Наши наделы ржи по всему полю разбросаны: здесь десятина, там четвертина, тут осьминник. Потому и «помочники» разделились: одни к Заячьему Наделу пошли, другие на берегу Барсуана остались. До полудня порознь, каждый на своих наделах жали, а в полдень все вместе на берегу Барсуана собрались. Здесь край угодий нашего аула, за Барсуаном уже чужие земли начинаются.

На обед были медом заправленный катык и юаса. Юасой мы белый круглый хлеб называем. Застолье в «помочи» — это целое развлечение. Большие деревянные миски стоят, горы нарезанной юасы высятся. Вокруг каждой миски рассаживаются «помочники» и едят — только ложки мелькают. А замешкаешься, так и останешься голодным.

Когда поели, смех и розыгрыш начались. У одного ложку из рук прямо в миску вышибут, у другого, только рот разинет откусить, ломоть юасы выдернут. И все над раззявой хохочут. В этот раз выставили на потеху Сажиду с Трех Петухов, которая ложку щепоткой держала, и Хамзу-молчальника. Сажида, лишившись ложки, надулась и ушла от застолья. У Хамзы, разинувшего рот, чтобы побольше откусить, даже зубы лязгнули. Но он не удивился, только шмыгнул носом и потянулся за другим куском. У Ак-Йондоз как давеча, по обеим щекам румянец пробежал. Я, помимо своей воли, за ними слежу, в дотошного наблюдателя превратился. Если даже взгляд от Марагима и Ак-Йондоз отведу, то думы увести не могу. Приворожили меня эти двое!
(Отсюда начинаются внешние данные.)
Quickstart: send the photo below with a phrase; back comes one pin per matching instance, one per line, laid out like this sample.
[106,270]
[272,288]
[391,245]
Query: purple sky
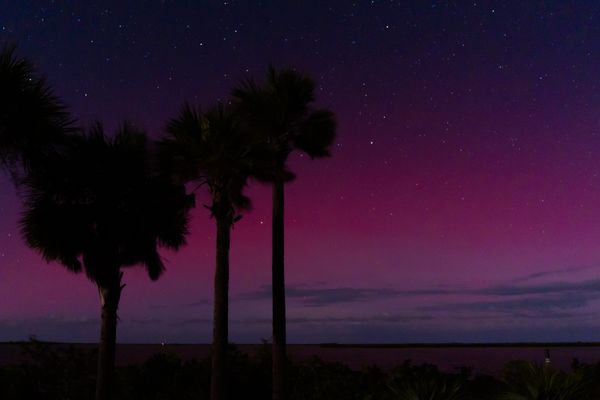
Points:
[462,201]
Я себе медового катыка в ковш налил и тяну через соломинку. Так вкуснее, чем ложкой, сладость сильнее к языку льнет. Когда я вырос, поездил, увидел земли и когда в больших городах доводилось через соломинку коктейли тянуть, я всегда думал: наверное, эти лакомки премудрость сию у нас переняли. Смекнули. Ведь и хорошее перенять сметка нужна.

— Кажись, катык больно медов оказался. У Нисы вон губы слиплись… — сказал мой отец. — И голоса не подаст.

— Ничего, агай, вечером от жирного мяса разлепятся, — сверкнула мелкими зубами Ниса, — лишь бы мяса вдоволь было.

Все уже встали с места, один только Исхак с самого края остался сидеть. На свадьбу ли, на похороны, на выпивку ли, на «помочь» — Исхак приглашения не ждет, сам приходит. Он и есть первейшая в ауле «мерзлая нога».

вернуться

19

Меджлис — собрание, сборище.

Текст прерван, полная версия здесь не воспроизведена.